Let’s try to make a bar chart depicting total sales in various categories for the year 2022.

category_sales = df.groupby('category').agg({'price': lambda x: round(x.sum(), 2)}).reset_index() # aggregating sales by category
category_sales.head(3)
category price
0 Books 106822.65
1 Clothing 14070451.12
2 Cosmetics 855405.08
bar_plot = (
    ggplot(category_sales, aes(x='category', y='price')) + # specifies the data and the variables to be plotted to both the axes
    geom_bar(stat='identity', fill='skyblue') + # geom_bar() adds a bar layer to the plot
    geom_text(aes(label='price'), size=8, color='black', va='bottom', ha='center') + # add text to show values and its alignment
    labs(title='Total Sales in Each Category', x='Category', y='Total Sales') + # plot title and axes titles
    theme(axis_text_x=element_text(angle=45, hjust=1)) # arrange text on X-axis so that it does not overlap
)

bar_plot

2. Line Graph

Now, let’s make a line graph showing month-wise sales for the year 2022.

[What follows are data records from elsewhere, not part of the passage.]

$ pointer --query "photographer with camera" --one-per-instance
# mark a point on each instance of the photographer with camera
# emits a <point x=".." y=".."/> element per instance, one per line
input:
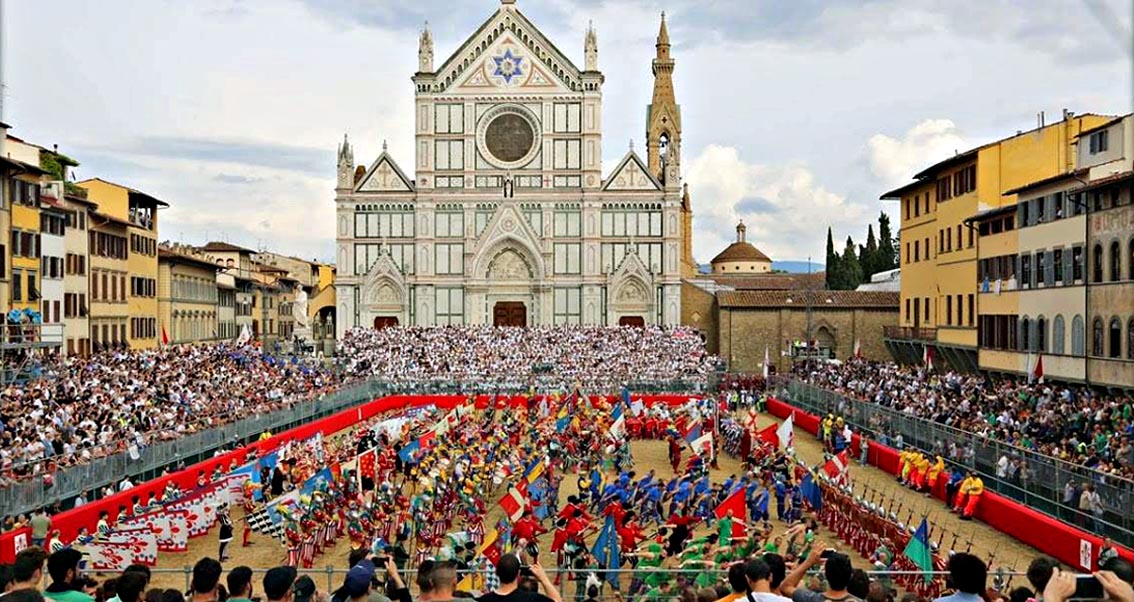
<point x="836" y="568"/>
<point x="509" y="570"/>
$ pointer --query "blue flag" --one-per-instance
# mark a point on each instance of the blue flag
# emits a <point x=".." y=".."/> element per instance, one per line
<point x="811" y="492"/>
<point x="607" y="552"/>
<point x="408" y="451"/>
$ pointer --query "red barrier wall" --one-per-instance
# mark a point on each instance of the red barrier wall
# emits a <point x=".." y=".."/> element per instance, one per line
<point x="1051" y="536"/>
<point x="70" y="522"/>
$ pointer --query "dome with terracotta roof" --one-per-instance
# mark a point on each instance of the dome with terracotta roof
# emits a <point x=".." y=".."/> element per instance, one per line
<point x="741" y="257"/>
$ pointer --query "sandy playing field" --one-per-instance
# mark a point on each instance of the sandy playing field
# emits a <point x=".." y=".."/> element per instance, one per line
<point x="265" y="552"/>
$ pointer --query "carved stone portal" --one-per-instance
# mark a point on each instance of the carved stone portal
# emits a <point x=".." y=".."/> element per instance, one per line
<point x="509" y="265"/>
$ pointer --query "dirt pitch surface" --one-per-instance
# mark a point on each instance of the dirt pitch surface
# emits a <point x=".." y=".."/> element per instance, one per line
<point x="986" y="541"/>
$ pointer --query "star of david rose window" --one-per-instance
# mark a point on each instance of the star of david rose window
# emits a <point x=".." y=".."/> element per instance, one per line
<point x="508" y="136"/>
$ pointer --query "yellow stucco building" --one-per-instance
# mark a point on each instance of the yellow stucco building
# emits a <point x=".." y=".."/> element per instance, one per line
<point x="938" y="242"/>
<point x="140" y="213"/>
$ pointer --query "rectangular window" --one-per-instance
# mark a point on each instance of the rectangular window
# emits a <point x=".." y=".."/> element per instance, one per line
<point x="449" y="118"/>
<point x="1099" y="142"/>
<point x="567" y="257"/>
<point x="450" y="306"/>
<point x="450" y="225"/>
<point x="567" y="223"/>
<point x="450" y="259"/>
<point x="567" y="306"/>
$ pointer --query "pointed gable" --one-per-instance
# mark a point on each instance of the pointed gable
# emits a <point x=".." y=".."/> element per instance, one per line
<point x="507" y="52"/>
<point x="384" y="176"/>
<point x="632" y="175"/>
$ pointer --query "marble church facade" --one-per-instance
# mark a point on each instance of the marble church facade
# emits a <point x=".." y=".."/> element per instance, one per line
<point x="508" y="218"/>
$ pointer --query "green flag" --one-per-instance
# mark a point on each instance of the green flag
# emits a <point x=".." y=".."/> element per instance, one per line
<point x="917" y="551"/>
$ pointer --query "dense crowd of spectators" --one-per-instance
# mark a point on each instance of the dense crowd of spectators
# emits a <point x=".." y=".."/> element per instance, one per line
<point x="1075" y="424"/>
<point x="79" y="408"/>
<point x="594" y="357"/>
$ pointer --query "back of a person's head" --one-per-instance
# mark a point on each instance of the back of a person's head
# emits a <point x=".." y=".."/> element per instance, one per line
<point x="238" y="581"/>
<point x="443" y="576"/>
<point x="130" y="586"/>
<point x="425" y="576"/>
<point x="140" y="568"/>
<point x="26" y="594"/>
<point x="508" y="568"/>
<point x="778" y="567"/>
<point x="64" y="561"/>
<point x="1120" y="567"/>
<point x="27" y="561"/>
<point x="837" y="571"/>
<point x="969" y="574"/>
<point x="205" y="576"/>
<point x="1039" y="571"/>
<point x="860" y="584"/>
<point x="1021" y="594"/>
<point x="736" y="578"/>
<point x="355" y="556"/>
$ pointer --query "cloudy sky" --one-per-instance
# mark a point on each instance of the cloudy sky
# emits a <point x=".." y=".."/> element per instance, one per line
<point x="797" y="113"/>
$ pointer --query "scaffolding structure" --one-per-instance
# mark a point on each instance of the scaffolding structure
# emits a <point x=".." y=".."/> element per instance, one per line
<point x="23" y="346"/>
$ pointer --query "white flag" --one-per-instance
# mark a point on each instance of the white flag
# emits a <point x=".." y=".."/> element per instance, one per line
<point x="784" y="432"/>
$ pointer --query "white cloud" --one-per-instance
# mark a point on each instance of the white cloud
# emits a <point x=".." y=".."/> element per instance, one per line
<point x="894" y="161"/>
<point x="785" y="208"/>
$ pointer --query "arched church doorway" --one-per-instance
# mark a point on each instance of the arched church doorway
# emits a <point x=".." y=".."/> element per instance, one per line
<point x="509" y="314"/>
<point x="384" y="321"/>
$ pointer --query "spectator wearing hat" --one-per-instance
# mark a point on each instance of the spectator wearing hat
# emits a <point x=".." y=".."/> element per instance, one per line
<point x="239" y="584"/>
<point x="837" y="570"/>
<point x="62" y="566"/>
<point x="508" y="570"/>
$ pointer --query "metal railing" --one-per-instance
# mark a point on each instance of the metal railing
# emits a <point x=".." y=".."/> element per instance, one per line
<point x="1040" y="480"/>
<point x="27" y="494"/>
<point x="329" y="578"/>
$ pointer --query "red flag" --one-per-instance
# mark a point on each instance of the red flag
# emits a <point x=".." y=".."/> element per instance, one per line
<point x="366" y="464"/>
<point x="736" y="503"/>
<point x="837" y="465"/>
<point x="1038" y="370"/>
<point x="768" y="435"/>
<point x="513" y="503"/>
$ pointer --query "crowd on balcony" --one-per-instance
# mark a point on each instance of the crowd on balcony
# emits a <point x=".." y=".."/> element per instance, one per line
<point x="1072" y="423"/>
<point x="120" y="401"/>
<point x="593" y="357"/>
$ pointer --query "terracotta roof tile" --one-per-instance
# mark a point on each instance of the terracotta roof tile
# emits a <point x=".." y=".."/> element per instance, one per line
<point x="798" y="298"/>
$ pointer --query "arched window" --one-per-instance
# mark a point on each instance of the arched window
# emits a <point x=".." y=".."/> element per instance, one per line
<point x="1057" y="336"/>
<point x="1116" y="262"/>
<point x="1116" y="338"/>
<point x="1130" y="262"/>
<point x="1097" y="338"/>
<point x="1097" y="264"/>
<point x="1077" y="337"/>
<point x="1025" y="335"/>
<point x="1130" y="339"/>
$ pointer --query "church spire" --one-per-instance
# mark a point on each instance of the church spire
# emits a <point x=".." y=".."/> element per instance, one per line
<point x="663" y="116"/>
<point x="425" y="51"/>
<point x="591" y="49"/>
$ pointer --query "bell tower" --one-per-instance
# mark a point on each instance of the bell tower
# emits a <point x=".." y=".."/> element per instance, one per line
<point x="663" y="117"/>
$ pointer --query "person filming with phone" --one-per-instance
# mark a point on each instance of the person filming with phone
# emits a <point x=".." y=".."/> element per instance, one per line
<point x="509" y="570"/>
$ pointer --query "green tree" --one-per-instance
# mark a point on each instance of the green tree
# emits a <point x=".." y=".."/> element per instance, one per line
<point x="887" y="248"/>
<point x="868" y="255"/>
<point x="832" y="263"/>
<point x="851" y="270"/>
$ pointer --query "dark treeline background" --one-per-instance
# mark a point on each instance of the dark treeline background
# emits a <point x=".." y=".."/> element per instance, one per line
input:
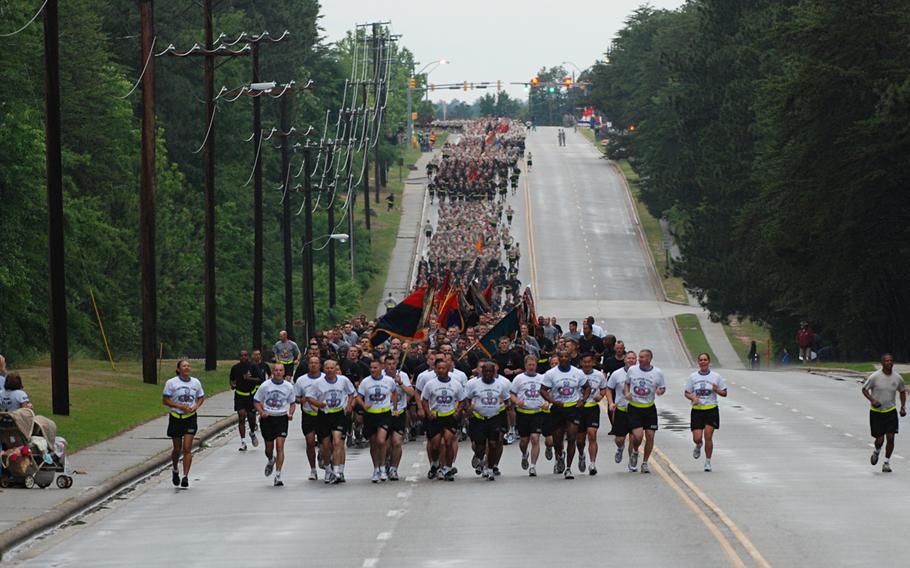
<point x="775" y="137"/>
<point x="100" y="62"/>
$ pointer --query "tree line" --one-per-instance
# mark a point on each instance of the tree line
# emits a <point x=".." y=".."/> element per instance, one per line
<point x="100" y="62"/>
<point x="774" y="136"/>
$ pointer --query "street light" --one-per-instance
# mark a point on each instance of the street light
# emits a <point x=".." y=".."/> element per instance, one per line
<point x="411" y="84"/>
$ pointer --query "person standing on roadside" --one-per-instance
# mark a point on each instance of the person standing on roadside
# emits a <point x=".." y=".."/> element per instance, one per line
<point x="286" y="353"/>
<point x="702" y="390"/>
<point x="183" y="395"/>
<point x="275" y="403"/>
<point x="244" y="380"/>
<point x="880" y="390"/>
<point x="804" y="339"/>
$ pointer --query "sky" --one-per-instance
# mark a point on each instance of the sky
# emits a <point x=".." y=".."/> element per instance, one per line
<point x="490" y="40"/>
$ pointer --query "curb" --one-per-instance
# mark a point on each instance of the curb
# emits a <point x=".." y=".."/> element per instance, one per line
<point x="32" y="527"/>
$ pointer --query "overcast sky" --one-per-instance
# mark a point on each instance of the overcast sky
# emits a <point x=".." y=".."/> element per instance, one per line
<point x="490" y="40"/>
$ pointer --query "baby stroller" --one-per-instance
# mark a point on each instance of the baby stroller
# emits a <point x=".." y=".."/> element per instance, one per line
<point x="32" y="454"/>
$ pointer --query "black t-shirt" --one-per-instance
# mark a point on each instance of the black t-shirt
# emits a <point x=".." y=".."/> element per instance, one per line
<point x="245" y="377"/>
<point x="509" y="360"/>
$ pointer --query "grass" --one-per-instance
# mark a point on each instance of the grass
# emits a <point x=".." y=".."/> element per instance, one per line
<point x="741" y="335"/>
<point x="103" y="402"/>
<point x="385" y="228"/>
<point x="693" y="336"/>
<point x="673" y="285"/>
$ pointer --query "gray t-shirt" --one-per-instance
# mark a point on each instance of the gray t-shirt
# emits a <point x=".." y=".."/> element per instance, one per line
<point x="884" y="388"/>
<point x="285" y="351"/>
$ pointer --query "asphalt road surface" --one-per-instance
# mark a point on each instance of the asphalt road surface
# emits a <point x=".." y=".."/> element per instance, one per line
<point x="791" y="483"/>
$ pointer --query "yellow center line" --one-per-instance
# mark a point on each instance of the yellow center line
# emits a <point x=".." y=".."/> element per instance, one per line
<point x="734" y="558"/>
<point x="740" y="536"/>
<point x="534" y="286"/>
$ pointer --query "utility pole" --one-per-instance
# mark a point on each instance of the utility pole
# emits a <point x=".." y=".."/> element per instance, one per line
<point x="147" y="200"/>
<point x="211" y="338"/>
<point x="208" y="159"/>
<point x="286" y="218"/>
<point x="58" y="322"/>
<point x="258" y="247"/>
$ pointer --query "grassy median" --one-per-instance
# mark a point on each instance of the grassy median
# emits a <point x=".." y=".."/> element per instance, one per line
<point x="104" y="402"/>
<point x="385" y="228"/>
<point x="693" y="336"/>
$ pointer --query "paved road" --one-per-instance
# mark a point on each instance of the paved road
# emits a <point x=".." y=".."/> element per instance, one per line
<point x="791" y="485"/>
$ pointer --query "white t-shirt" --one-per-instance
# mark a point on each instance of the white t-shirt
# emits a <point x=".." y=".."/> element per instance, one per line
<point x="597" y="381"/>
<point x="276" y="398"/>
<point x="488" y="399"/>
<point x="402" y="396"/>
<point x="644" y="384"/>
<point x="185" y="392"/>
<point x="335" y="394"/>
<point x="377" y="392"/>
<point x="701" y="386"/>
<point x="442" y="396"/>
<point x="12" y="400"/>
<point x="617" y="382"/>
<point x="302" y="386"/>
<point x="565" y="386"/>
<point x="527" y="389"/>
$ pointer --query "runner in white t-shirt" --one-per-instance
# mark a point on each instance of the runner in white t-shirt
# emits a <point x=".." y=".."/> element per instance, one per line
<point x="644" y="382"/>
<point x="275" y="402"/>
<point x="702" y="390"/>
<point x="525" y="394"/>
<point x="618" y="405"/>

df['invoice_date'] = pd.to_datetime(df['invoice_date'], format='%d-%m-%Y') # converting invoice_date to datetime object
df['month'] = df['invoice_date'].dt.month # extracting month from invoice_date

monthly_sales = df.groupby(['month'])['price'].sum().reset_index() # aggregating sales by month
monthly_sales.head(3)
month price
0 1 2656149.96
1 2 2318201.08
2 3 2705190.76
line_graph = (
    ggplot(monthly_sales, aes(x='month', y='price')) +
    geom_line(color='blue') + # geom_line() adds a line layer to the plot
    labs(title='Sales Over Months in 2022', x='Month', y='Sales') +
    # mapping month numbers to month names 
    scale_x_continuous(breaks=list(range(1, 13)), labels=['Jan', 'Feb', 'Mar', 'Apr', 'May', 'Jun', 'Jul', 'Aug', 'Sep', 'Oct', 'Nov', 'Dec'])
)

line_graph

A few features of plotnine that sets it apart from other visualization libraries are:

  • Grammar of graphics: Provides structured approach by breaking plots down into components like data, aesthetics and geometric objects, thereby making it easier to understand and customize plots.
  • Concise syntax: Allows users to create sophisticated plots with minimal code. As its syntax closely resembles that of ggplot2, it makes it easier for users familiar with R to transition to Python.
  • Integration: Seamlessly integrates with Pandas DataFrame. It can also be combined with other libraries like Seaborn or Matplotlib for additional customization.

Conclusion:

With its elegance and simplicity, plotnine elevates the art of data visualization, enabling users to transform raw data into compelling narratives through captivating visualizations. Whether you’re a data scientist, analyst, or enthusiast, plotnine serves as a valuable tool in your data exploration arsenal. So, why not unleash the power of plotnine in your next data visualization project?